A total of 35 (17%) patients had hematoma expansion. The incidence of hematoma expansion was lower in the patients who received DDVAP (DDVAP, 14% vs no DDVAP, 30%, p=0.015). Thrombotic events were similar between the two groups (DDVAP, 2.5% vs no DDVAP 4.5%, p=0.613). After adjustment for age, DDVAP, high dose aspirin, pre-injury oral anticoagulation, multicompartmental head injury and platelet transfusion, DDVAP was still observed to be protective (OR = 0.259; 95% CI 0.103-0.646; p=0.004). A subgroup analysis demonstrated benefit of DDVAP in patients prescribed low dose aspirin (£81mg). Incidence of death or dependence was higher in the group who received platelet transfusion versus standard care (OR 2.05, 95%CI 1.18-3.56).
The authors conclude that in a retrospective cohort study, DDVAP was associated with a reduction in hematoma expansion in patients with mild TBI who were prescribed pre-injury antiplatelet medications. These results support further investigation on the use of DDVAP for antiplatelet reversal for patients with TBI, justifying future randomized control trials.

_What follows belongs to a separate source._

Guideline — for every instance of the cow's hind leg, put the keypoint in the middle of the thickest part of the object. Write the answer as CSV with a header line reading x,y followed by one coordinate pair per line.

The authors appropriately address major limitations of the study in their discussion. Overall, the study has a small sample size and low power, especially for those not receiving DDVAP, indicating the need for future studies. The main limitation is that the study is done in single-center and is retrospective, limiting the generalizability of the results and the potential for selection bias with DDVAP administration. Decisions about DDVAP administration was based on clinician implementation and not protocol. Antiplatelet use was determined by medication history and verification of dispensing pharmacy; however, adherence cannot be confirmed given that platelet function tests were not performed. Additionally, this study only addresses the use of DDVAP in mild TBI and the effect on moderate to severe TBI cannot be concluded given that 91% of patients had a GCS 13-15 on arrival. The methodology for screening thrombotic events is not discussed, so it is currently unclear how they determined these adverse events. Finally, hematoma expansion is a radiographic outcome and it remains unclear if DDAVP use affects patient outcome. Further research is needed to understand the benefits of DDAVP in TBI populations.